How can we structure the knowledge and the information on the new online platform? The Council of Europe perspective is that knowledge for action could be structured on topics, responding to some of those rights that are becoming reversible in current times, i.e. access to food, access to housing, access to learning, access to employment, access to mobility, access to public spaces, access to a healthy environment (four or five others could be chosen on an experimental basis).

Under these “clusters of knowledge”, alternatives to accessing food for instance (urban gardens, shared-organic gardens, collective organization of consumption as GAS in Italy or AMAP in France, use of abandoned lands, fight against waste, mix of public food assistance/distribution and collective organization of consumption, etc) without being stigmatized and progressing towards forms of healthy and sustainable ways of consumption, could be listed, analyzed and synthesized as “concrete models for social inclusion”.

The “clusters of knowledge” could be managed by creative individuals, able to gather information on action and transform it into a tool for inclusive and collective action.

“Unveiling the creative potential of local people”: Everyone has a creative potential that could be developed with others’ support. The project will develop –with the support of creative individuals and artists- and test a set of training tools for “normal” people to act creatively or to actively support innovative action.

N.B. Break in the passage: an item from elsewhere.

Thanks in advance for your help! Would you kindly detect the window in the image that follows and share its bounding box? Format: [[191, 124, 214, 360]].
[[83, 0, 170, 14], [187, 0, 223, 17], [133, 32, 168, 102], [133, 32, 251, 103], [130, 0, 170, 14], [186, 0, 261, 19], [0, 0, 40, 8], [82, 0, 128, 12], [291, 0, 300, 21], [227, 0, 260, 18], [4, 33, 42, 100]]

Questions to be addressed on fostering local action to fight precariousness and inequalities

How can we:

a) Create legitimacy to propose and act;

b) Foster critical masses of actors and stakeholders, including those currently excluded, to ensure completeness and sustainability of the action;

c) Facilitate identification and weave resources beyond conventional funding and charities (multipartite social contracts, common pooling of resources) ;

d) Ensure progress towards stability in the long term;

e) Allow learning on action, transformation and existing political/financial support;

f) Reinforce influence beyond the local (legislation, structures, policies) through comparative analysis and networking.